Guess what? Starnes got the job, the promotion, and a $25,000 raise. Now he administers Management and Finance for LSP despite having no accounting degree or background. When member Lloyd Grafton asked about Edmonson’s promise of no additional expense, no one on the commission seemed to remember.

It was Grafton who first used the term “money laundering” when discussing how the Louisiana State Troopers Association (LSTA) funneled LSTA funds through the personal checking account of its executive director David Young so that political contributions could be made to key political candidates. Young subsequently submitted expense reports for reimbursement of the campaign contributions. Grafton should know a little about money laundering: he is a retired ATF agent.

The LSTA did refuse Edmonson’s request that the association pen a letter to Governor-elect John Bel Edwards recommending that Edmonson be reappointed superintendent. Edwards reappointed him anyway.

And, going back to 2014, there was that surreptitious amendment inserted onto an otherwise benign bill in the closing minutes of the regular legislative session. State Sen. Neil Riser (R-Columbia) did the honors in introducing the amendment. Passed overwhelmingly over the promise that it would have no financial impact on the state budget, it instantly awarded Edmonson a healthy bump in retirement income.

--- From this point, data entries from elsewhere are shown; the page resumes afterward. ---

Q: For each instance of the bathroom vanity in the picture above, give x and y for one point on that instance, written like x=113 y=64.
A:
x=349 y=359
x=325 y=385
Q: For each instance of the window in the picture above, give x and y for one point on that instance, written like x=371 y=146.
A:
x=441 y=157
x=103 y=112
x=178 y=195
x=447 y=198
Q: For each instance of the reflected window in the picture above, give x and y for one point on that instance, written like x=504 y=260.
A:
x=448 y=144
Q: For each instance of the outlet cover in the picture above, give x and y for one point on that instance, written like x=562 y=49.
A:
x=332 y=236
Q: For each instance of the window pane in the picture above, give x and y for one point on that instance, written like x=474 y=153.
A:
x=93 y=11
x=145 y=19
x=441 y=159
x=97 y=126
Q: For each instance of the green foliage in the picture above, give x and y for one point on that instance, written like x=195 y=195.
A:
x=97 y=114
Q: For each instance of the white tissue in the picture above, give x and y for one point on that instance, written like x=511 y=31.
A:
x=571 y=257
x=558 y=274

Edmonson had, years earlier, entered what was referred to as DROP, a special retirement plan that was said to be “irrevocable” which at the time locked in his retirement at about $76,000. At the time the amendment was approved, it would have meant an additional $55,000 to his retirement but with the recent pay increases pushing his salary to its current level of $177,400, it would have meant a retirement increase of a whopping $101,000.

LouisianaVoice was notified of the amendment via an anonymous letter. That was when Mike Edmonson first appeared on our radar.

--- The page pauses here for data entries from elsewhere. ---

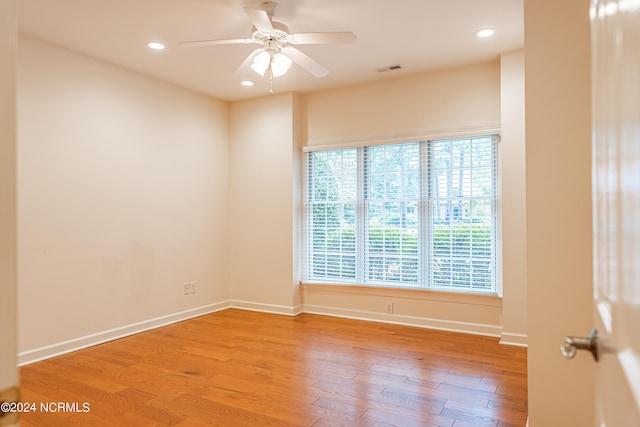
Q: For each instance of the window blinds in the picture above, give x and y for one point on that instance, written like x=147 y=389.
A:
x=418 y=214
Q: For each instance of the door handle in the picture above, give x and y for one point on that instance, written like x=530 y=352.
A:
x=573 y=344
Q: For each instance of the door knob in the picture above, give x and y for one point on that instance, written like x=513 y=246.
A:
x=573 y=344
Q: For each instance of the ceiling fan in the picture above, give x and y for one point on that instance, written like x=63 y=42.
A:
x=275 y=55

Then State Rep. John Bel Edwards, who unwittingly voted for the amendment, subsequently called for House Speaker Chuck Kleckley to investigate the maneuver but the invertebrate Kleckley refused.

State Sen. Dan Claitor (R-Baton Rouge) then filed suit in 19th Judicial District Court in Baton Rouge and a district court judge struck down the amendment.

Edmonson, true to form, at first denied any knowledge of the amendment but later admitted that one of “his people” came up with the idea and he gave the approval.

That was pretty much in line with the blaming of his secretary for using a signature stamp to approve overtime pay for that San Diego trip and his decision to throw the four who drove to San Diego under the bus for taking an unauthorized detour—even though it has since been learned by LouisianaVoice that he knew the route the four were taking and was in touch by text and phone the entire trip.

That’s the Edmonson persona. He has consistently shirked responsibility for actions that could cast him in a bad light and basked in the glow when things went well. He even is said to have told a retiring trooper—a veteran of two tours in the Mideast wars, no less—that he was a coward and a disgrace to his uniform in a late-night telephone conversation.

While other media have only recently joined in the investigation of LSP and Edmonson (and make no mistake, it was heartening to see them doing solid investigative work), LouisianaVoice has been there all along. This was not a sprint to LouisianaVoice, it was a marathon. And if this sounds a little vain and boastful…well, it is.

And it isn’t over. LouisianaVoice has pending numerous public records requests with LSP on other matters within the agency. We do not intend to let Edmonson’s resignation diminish our ongoing examination of why one man was allowed to bring a great department into such disrepute and disgrace.

The rank and file Louisiana State Troopers deserve better.